Upper Canada’s laws also had the unintended consequence of heightening surveillance over disability. The arbiters of “worthy” or “morally blameworthy” designations were rarely people with disabilities themselves – as is largely still the case today.

And after the First World War, the creation of a system that sought to compensate injured former soldiers led to public skepticism over whether some veterans had self-inflicted wounds. This phenomenon was referred to as malingering, and was often widely debunked by military doctors.

To this day, many people simply do not understand the variety of ways in which people with chronic illnesses and disabilities – either mental or physical, or both – exist in the world. Disability, after all, is not a binary state. But this static understanding of disability emerged from good intentions: to create a more powerful counternarrative to the once-widespread logic of eugenics, which argues that disabled lives are broken and inferior. Even today, we see selective gene-editing technologies such as CRISPR celebrated for their potential to eradicate Down syndrome, and we’ve even seen evidence of the forced sterilization of people with disabilities, which was legal in Canada from the 1930s to the 1970s and disproportionately affected Indigenous people. With such a violent recent history, it is no wonder that the disability-rights movement leaned on a politically expedient and stable conception of disability. All successful political movements require some degree of enforced homogeneity to provide a united front, and the disability-rights movement was up against the almost-naturalized logic of eugenics: that certain people’s lives were more worth living than others.

Now, we are once again in a crisis.

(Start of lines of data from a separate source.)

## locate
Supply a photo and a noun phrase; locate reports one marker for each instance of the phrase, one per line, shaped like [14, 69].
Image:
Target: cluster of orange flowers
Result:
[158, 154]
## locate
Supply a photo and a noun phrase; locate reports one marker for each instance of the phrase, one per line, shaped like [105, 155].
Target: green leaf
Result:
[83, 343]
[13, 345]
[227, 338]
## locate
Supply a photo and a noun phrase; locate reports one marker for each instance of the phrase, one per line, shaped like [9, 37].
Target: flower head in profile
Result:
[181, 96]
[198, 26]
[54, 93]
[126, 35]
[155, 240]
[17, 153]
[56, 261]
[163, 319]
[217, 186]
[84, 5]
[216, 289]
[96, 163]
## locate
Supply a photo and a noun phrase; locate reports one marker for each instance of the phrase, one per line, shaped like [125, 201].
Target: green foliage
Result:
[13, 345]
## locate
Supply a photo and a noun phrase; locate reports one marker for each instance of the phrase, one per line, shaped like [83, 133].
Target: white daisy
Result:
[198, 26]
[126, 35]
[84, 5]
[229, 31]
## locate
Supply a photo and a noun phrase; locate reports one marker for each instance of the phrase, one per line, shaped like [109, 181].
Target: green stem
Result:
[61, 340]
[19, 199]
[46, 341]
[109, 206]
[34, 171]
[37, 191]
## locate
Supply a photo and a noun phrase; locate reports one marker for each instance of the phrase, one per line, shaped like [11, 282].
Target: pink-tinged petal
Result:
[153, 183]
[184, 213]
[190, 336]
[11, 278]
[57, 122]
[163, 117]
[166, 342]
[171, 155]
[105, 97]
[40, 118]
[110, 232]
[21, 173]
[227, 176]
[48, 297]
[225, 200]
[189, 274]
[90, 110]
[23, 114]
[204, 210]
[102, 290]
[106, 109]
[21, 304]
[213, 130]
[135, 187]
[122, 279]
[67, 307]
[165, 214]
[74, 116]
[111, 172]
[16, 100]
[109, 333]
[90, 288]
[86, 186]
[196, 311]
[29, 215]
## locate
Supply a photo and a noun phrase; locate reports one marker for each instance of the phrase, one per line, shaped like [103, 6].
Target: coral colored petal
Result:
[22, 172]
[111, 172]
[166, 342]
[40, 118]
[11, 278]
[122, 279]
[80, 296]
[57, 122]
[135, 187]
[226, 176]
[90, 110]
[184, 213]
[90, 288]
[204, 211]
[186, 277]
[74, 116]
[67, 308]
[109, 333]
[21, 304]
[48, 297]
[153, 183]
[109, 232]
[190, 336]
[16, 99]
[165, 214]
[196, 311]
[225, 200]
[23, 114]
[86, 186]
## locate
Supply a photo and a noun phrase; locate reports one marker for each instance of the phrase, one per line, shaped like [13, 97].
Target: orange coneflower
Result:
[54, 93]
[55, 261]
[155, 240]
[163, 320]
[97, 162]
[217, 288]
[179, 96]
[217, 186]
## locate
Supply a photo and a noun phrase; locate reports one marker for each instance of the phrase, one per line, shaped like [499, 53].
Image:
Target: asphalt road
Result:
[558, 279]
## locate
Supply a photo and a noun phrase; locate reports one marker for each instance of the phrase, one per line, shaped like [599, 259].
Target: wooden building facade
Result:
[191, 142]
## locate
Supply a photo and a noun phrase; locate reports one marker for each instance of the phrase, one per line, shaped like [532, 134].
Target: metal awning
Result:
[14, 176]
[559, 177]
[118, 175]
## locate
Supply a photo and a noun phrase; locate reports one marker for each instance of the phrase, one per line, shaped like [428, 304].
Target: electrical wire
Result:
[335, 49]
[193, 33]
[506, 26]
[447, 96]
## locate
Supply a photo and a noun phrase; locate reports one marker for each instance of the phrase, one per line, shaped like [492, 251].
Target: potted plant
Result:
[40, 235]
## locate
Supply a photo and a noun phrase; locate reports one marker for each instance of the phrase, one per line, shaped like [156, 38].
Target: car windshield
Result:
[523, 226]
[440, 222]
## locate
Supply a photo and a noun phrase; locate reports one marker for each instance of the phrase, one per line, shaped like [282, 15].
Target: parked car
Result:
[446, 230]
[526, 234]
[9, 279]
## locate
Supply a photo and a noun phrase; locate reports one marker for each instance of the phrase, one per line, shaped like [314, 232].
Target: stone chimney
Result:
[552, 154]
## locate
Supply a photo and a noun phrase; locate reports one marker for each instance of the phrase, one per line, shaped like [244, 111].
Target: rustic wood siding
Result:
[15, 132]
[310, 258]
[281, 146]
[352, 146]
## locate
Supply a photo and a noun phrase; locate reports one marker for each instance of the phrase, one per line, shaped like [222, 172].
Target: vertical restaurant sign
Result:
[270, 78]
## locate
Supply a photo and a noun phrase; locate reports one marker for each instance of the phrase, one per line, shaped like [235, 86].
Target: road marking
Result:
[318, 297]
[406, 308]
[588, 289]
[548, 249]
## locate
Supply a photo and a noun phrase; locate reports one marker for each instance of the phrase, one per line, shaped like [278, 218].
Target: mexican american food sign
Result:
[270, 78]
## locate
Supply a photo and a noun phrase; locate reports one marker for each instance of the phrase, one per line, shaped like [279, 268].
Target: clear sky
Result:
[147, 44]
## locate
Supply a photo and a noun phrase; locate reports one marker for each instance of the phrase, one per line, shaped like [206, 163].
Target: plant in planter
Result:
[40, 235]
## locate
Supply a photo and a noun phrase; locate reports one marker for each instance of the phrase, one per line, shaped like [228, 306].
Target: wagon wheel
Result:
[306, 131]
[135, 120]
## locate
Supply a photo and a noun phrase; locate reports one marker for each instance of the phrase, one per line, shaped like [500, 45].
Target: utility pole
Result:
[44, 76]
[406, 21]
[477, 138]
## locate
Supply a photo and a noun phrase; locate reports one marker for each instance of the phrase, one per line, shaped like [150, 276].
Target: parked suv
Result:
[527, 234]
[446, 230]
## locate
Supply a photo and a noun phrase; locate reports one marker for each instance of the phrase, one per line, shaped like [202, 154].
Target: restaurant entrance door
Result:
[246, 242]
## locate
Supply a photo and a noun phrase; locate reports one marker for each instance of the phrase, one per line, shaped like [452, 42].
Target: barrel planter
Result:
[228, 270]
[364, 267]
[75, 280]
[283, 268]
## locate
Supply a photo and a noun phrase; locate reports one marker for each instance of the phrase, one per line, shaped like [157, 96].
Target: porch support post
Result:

But maybe this time we can stand back and reconsider how we should progress from here.

A more thorough view of chronic illness and disability would acknowledge that the popular image of a person with a visible disability that does not fluctuate and is painless creates suspicion around chronic illnesses that may present in less consistent ways, such as bipolar disorder, chronic fatigue syndrome, endometriosis and hypermobility, among many others. While it was necessary for the disability-rights movement to counter an earlier era’s medical model of disability, which elevated so-called cures over accommodation – a distinction that might prove useful to us now, when dealing with the pandemic – we are now moving toward a more expansive definition of disability and accommodation. It has yet to permeate into the mainstream, but it should: As Ari Ne’eman forcefully wrote in The New York Times in 2021, when we broaden the category of disability to include people with chronic illness, we can discover “a tremendous opportunity to make disability rights relevant to an American public that already receives so much from it.”

The pandemic has made it even more apparent that chronic illness is something that any of us can find ourselves dealing with at any time. This doesn’t need to register as a threat; instead, it could be a radical and expansive way for able-bodied and neurotypical people to understand that they too have a vested interest in the treatment of people in their communities.